O Genésio olhou para o cheque de duzentão e quase teve um catiripapo. Foi nessa fração de segundos que tudo aconteceu. Enquanto prestava atenção no cheque que o Doutor Gustavo lhe mostrava, Genésio não percebeu, logo à frente, uma carreta que irresponsavelmente, ultrapassava um ônibus bem ali naquela curva. O choque foi inevitável. Tudo aconteceu muito rápido. Foi um acidente horrível. Um estrondo ensurdecedor e em segundos o carro foi tomado pelas chamas.

Nunca se viu tanta gente em um velório, como aconteceu naquele dia. Afinal tanto o Genésio quanto o Doutor Gustavo, eram pessoas popularíssimas ali no bairro e os dois foram velados no Salão Social da Sociedade de Amigos do Bairro.

Meses depois a creche foi inaugurada. Uma festa muito bonita. Teve hasteamento da bandeira brasileira e a execução do hino nacional pela banda da Polícia Militar.

Bem na entrada uma enorme placa de bronze, prestava uma homenagem com os seguintes dizeres:

“Homenagem póstumas ao Sr. Genésio Aluere da Silveira, a quem agradecemos pela doação deste imóvel, tornando possível a realização deste sonho.

Que Deus o abençoe, e o tenha sempre junto de si ai no céu”.

Na fachada junto ao portão de entrada lia-se em letras garrafais o seguinte:

“CRECHE ASSISTENCIAL GENÉSIO ALUERE DA SILVEIRA”.

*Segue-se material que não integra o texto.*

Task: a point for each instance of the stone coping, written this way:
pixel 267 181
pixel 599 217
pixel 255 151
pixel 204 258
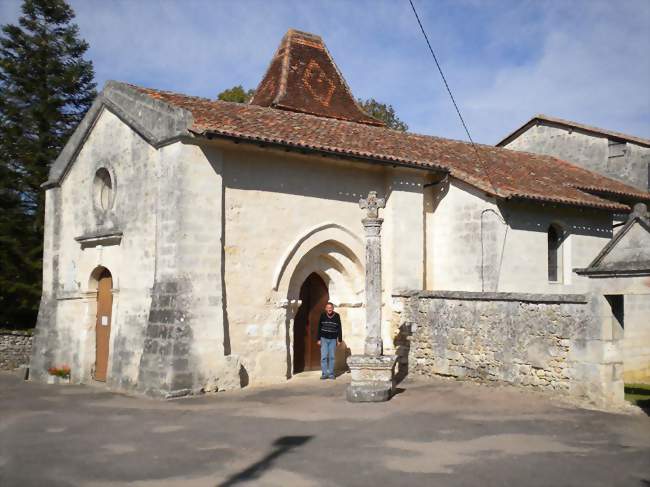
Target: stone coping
pixel 494 296
pixel 17 332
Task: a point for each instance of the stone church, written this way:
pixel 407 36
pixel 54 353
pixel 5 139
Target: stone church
pixel 190 243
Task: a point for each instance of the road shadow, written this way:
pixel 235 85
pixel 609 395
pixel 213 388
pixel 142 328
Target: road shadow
pixel 639 395
pixel 282 445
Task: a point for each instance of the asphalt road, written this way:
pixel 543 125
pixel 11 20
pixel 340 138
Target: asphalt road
pixel 434 433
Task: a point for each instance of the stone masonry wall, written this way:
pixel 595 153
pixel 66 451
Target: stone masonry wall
pixel 15 349
pixel 529 340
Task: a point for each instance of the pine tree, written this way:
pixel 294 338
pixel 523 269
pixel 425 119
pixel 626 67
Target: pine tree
pixel 46 87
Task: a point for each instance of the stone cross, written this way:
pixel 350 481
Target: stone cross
pixel 372 204
pixel 372 225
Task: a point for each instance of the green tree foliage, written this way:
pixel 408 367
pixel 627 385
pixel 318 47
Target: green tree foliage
pixel 236 94
pixel 46 87
pixel 384 112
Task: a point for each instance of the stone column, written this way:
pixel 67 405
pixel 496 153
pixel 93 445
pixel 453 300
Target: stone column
pixel 372 372
pixel 373 343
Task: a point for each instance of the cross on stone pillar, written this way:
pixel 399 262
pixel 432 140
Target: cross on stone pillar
pixel 372 372
pixel 372 225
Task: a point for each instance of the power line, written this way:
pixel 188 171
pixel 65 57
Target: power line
pixel 453 100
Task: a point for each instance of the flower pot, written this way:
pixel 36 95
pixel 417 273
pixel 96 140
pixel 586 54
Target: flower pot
pixel 55 379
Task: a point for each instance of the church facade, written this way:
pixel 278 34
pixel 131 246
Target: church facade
pixel 189 242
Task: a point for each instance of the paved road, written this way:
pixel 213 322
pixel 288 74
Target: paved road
pixel 437 432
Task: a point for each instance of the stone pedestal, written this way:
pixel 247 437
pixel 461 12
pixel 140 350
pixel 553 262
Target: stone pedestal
pixel 372 378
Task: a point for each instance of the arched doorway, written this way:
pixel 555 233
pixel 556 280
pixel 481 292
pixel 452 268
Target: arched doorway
pixel 314 296
pixel 103 322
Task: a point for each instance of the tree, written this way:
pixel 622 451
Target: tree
pixel 236 94
pixel 46 87
pixel 383 112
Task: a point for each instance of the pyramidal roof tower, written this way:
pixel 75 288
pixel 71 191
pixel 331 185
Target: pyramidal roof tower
pixel 303 78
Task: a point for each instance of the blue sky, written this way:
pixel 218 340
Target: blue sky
pixel 584 60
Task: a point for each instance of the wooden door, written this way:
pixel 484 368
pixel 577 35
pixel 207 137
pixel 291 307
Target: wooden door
pixel 103 324
pixel 314 297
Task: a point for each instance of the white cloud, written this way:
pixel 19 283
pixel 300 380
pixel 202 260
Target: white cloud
pixel 582 60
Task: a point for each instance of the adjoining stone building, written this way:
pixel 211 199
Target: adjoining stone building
pixel 189 243
pixel 614 154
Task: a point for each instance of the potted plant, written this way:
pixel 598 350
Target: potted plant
pixel 59 375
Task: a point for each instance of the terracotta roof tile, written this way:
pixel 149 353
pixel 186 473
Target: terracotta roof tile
pixel 502 172
pixel 573 125
pixel 303 77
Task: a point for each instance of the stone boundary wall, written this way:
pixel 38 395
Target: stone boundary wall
pixel 549 342
pixel 15 349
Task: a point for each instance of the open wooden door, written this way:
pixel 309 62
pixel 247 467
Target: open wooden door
pixel 103 324
pixel 314 296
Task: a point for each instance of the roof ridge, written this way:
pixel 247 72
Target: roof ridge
pixel 576 125
pixel 515 173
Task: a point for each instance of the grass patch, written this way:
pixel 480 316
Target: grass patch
pixel 639 394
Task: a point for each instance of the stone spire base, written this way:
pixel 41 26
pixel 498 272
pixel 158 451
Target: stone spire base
pixel 372 378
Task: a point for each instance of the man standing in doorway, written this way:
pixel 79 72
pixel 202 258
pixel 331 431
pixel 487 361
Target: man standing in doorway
pixel 330 336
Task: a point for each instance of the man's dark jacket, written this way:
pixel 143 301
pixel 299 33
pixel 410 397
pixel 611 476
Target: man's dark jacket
pixel 330 326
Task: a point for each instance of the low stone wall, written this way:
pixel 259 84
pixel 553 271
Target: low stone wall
pixel 553 342
pixel 15 349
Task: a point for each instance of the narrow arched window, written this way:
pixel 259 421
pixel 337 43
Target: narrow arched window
pixel 554 257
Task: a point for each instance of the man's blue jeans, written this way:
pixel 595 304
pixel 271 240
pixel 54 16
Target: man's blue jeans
pixel 327 351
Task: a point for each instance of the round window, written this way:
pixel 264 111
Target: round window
pixel 104 189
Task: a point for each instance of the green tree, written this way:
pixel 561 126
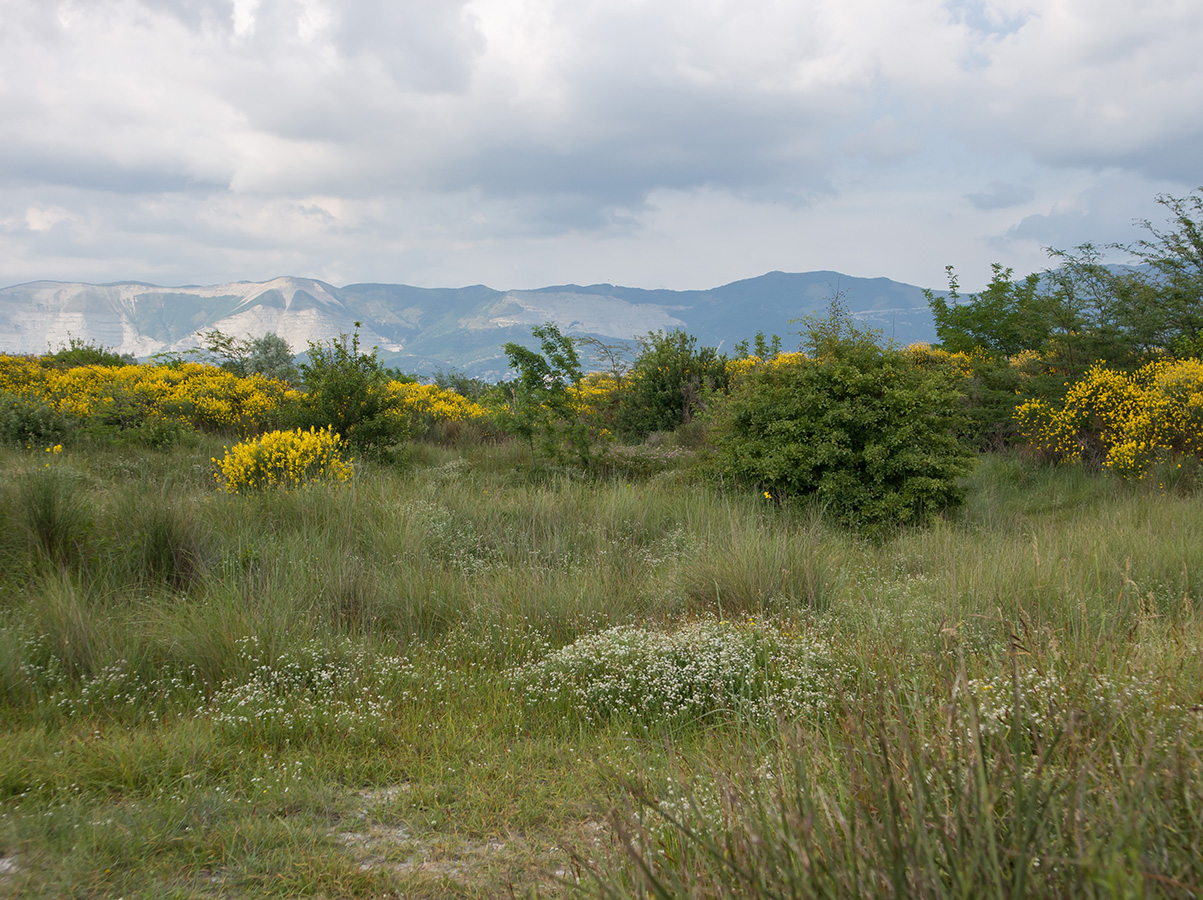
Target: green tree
pixel 669 383
pixel 543 398
pixel 1003 319
pixel 78 351
pixel 272 357
pixel 344 390
pixel 1163 303
pixel 855 426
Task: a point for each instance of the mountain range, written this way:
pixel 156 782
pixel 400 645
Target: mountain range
pixel 422 330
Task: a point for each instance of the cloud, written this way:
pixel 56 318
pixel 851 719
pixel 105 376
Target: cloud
pixel 481 135
pixel 1001 195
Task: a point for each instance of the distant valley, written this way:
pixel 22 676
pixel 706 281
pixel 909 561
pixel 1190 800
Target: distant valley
pixel 422 330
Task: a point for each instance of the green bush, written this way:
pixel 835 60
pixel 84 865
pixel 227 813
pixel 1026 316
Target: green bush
pixel 27 421
pixel 344 391
pixel 669 384
pixel 857 426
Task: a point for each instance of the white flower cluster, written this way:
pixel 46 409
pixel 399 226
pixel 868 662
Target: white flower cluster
pixel 314 692
pixel 692 673
pixel 454 539
pixel 1041 703
pixel 118 685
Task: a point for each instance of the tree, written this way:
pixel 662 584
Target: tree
pixel 1165 302
pixel 857 426
pixel 669 383
pixel 343 390
pixel 1003 319
pixel 543 400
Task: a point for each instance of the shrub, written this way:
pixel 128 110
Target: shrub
pixel 669 384
pixel 29 421
pixel 1130 424
pixel 859 427
pixel 345 391
pixel 282 459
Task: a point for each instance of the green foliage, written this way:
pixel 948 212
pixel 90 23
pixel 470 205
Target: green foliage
pixel 543 398
pixel 1003 319
pixel 31 422
pixel 268 355
pixel 1082 311
pixel 1162 306
pixel 57 515
pixel 669 383
pixel 344 392
pixel 474 389
pixel 78 351
pixel 859 427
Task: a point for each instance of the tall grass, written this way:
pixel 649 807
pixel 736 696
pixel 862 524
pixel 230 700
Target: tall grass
pixel 143 610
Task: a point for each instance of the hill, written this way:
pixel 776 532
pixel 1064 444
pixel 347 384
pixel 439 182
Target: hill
pixel 426 329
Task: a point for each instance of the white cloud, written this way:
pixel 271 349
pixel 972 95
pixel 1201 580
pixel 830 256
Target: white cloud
pixel 532 141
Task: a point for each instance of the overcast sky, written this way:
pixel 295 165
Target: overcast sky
pixel 519 143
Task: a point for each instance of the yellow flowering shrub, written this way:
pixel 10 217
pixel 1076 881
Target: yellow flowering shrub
pixel 194 394
pixel 283 459
pixel 419 407
pixel 1129 421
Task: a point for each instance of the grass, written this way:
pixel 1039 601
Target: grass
pixel 460 676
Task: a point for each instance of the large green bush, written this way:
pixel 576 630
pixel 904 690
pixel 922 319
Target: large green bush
pixel 854 425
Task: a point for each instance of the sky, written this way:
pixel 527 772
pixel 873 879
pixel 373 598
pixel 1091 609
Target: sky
pixel 521 143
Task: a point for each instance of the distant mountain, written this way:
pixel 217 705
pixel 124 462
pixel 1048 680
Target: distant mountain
pixel 426 329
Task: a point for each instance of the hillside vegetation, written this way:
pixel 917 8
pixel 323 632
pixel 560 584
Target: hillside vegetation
pixel 851 621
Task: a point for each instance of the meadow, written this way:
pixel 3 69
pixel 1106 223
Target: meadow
pixel 463 674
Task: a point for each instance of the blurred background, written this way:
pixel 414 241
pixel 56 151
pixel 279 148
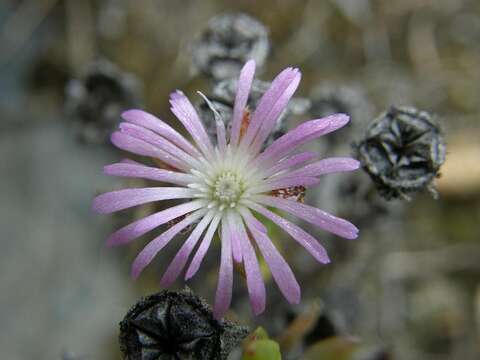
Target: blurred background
pixel 408 288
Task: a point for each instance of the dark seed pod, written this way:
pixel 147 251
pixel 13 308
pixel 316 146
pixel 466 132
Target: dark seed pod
pixel 223 97
pixel 176 325
pixel 227 43
pixel 402 151
pixel 96 100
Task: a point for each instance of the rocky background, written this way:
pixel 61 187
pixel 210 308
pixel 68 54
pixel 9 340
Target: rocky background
pixel 408 288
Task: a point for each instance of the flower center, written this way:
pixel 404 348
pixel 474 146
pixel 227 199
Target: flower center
pixel 228 188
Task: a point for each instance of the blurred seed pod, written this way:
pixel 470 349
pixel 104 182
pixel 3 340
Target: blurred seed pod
pixel 96 100
pixel 227 43
pixel 223 97
pixel 176 325
pixel 402 151
pixel 330 98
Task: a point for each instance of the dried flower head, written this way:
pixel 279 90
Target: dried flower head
pixel 225 185
pixel 176 325
pixel 402 151
pixel 228 42
pixel 96 100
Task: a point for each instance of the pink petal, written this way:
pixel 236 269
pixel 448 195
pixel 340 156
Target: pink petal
pixel 138 228
pixel 131 162
pixel 267 102
pixel 248 216
pixel 140 147
pixel 285 182
pixel 221 135
pixel 281 272
pixel 203 248
pixel 280 105
pixel 255 284
pixel 290 162
pixel 151 122
pixel 298 234
pixel 302 134
pixel 178 263
pixel 223 296
pixel 234 234
pixel 159 142
pixel 243 91
pixel 141 171
pixel 157 244
pixel 326 166
pixel 126 198
pixel 313 215
pixel 186 113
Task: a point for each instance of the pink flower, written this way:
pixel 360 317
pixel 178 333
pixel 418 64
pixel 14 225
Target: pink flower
pixel 224 186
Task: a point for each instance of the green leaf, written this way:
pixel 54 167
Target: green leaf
pixel 258 346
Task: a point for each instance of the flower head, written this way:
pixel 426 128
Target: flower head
pixel 225 186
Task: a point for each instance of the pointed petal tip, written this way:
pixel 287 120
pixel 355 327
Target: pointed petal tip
pixel 295 296
pixel 250 63
pixel 136 270
pixel 258 309
pixel 131 113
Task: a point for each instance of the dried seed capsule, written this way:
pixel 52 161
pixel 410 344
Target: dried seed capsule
pixel 223 97
pixel 227 43
pixel 402 151
pixel 176 325
pixel 96 100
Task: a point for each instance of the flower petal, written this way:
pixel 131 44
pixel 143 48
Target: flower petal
pixel 313 215
pixel 151 122
pixel 126 198
pixel 140 147
pixel 141 171
pixel 298 234
pixel 186 113
pixel 178 263
pixel 243 91
pixel 223 296
pixel 269 121
pixel 157 244
pixel 284 182
pixel 232 228
pixel 290 162
pixel 138 228
pixel 267 102
pixel 221 135
pixel 255 284
pixel 159 142
pixel 279 268
pixel 326 166
pixel 248 216
pixel 302 134
pixel 203 248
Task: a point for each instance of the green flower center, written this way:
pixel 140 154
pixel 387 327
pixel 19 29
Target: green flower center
pixel 228 188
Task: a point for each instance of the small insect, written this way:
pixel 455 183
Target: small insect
pixel 296 193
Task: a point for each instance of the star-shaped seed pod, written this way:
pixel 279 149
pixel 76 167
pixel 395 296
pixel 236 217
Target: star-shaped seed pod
pixel 402 151
pixel 176 325
pixel 227 43
pixel 96 99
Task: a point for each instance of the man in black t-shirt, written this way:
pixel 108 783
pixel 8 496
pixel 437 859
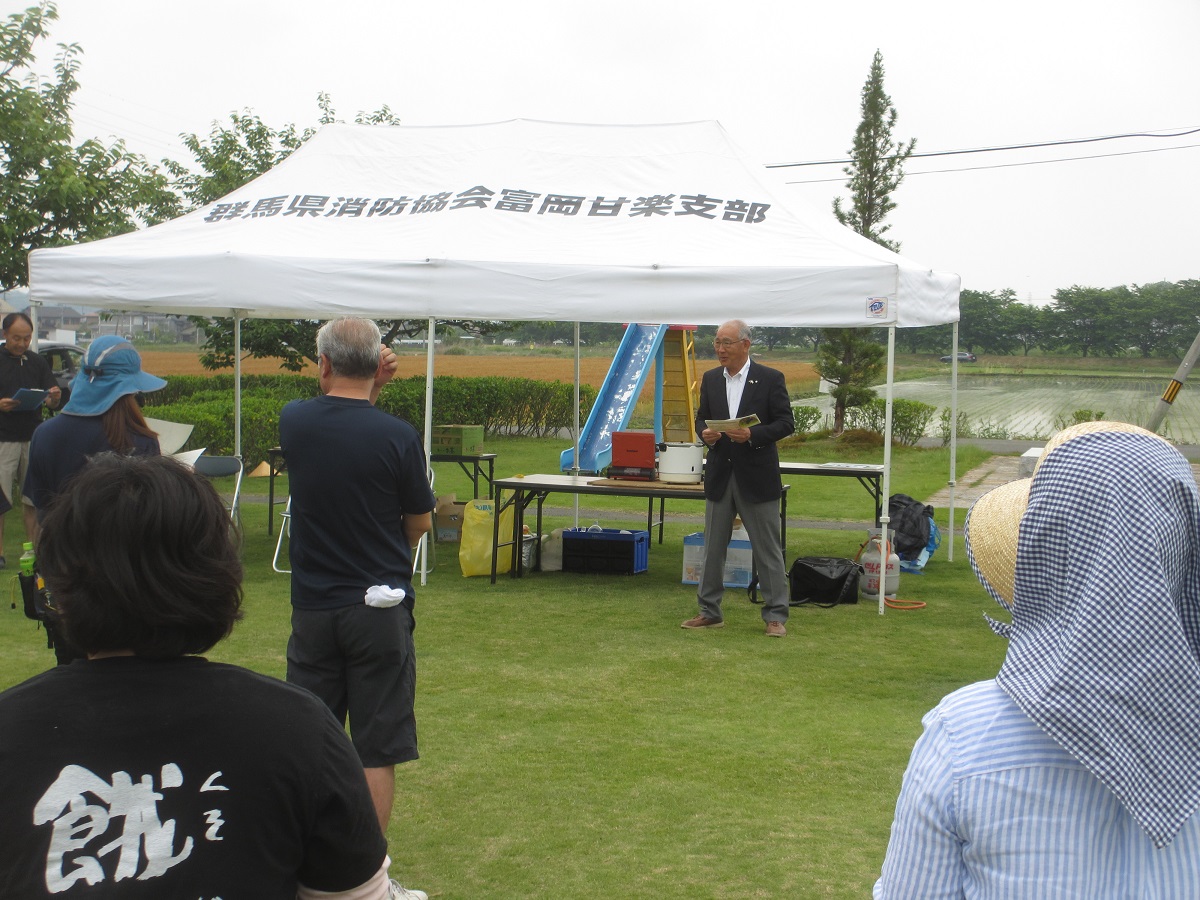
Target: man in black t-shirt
pixel 19 367
pixel 360 501
pixel 145 771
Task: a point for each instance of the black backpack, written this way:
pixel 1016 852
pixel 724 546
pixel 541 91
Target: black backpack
pixel 910 521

O Zezão depois de observar a tudo aquilo, ergueu os olhos para o céu e comentou baixinho:

—Genésio tu és um ordinário mesmo! Como é que pode um sujeito safado e vagabundo igual a você acabar virando herói? Tão te chamando de santo!

Olhou para a foto do Genésio pendurada na parede da sala de recepção, balançou a cabeça e sussurrou por entre os dentes.

—Eu nunca vi santo trapaceiro!

O Zezão deixou a creche, naquele sábado ensolarado de Dezembro, e lá da rua ouviu, ainda, a banda que tocava um dobrado animando a festa lá dentro.

Desceu a ladeira de paralelepípedos e parou por alguns segundos próximo a uma enorme paineira onde observou um casal de bem-te-vi, que pareciam zombar de tudo aquilo que estava acontecendo. Cumprimentou o verdureiro, que por sinal o Genésio ficara devendo quinze mangos e desapareceu lá embaixo onde a rua fazia uma curva sinuosa à direita.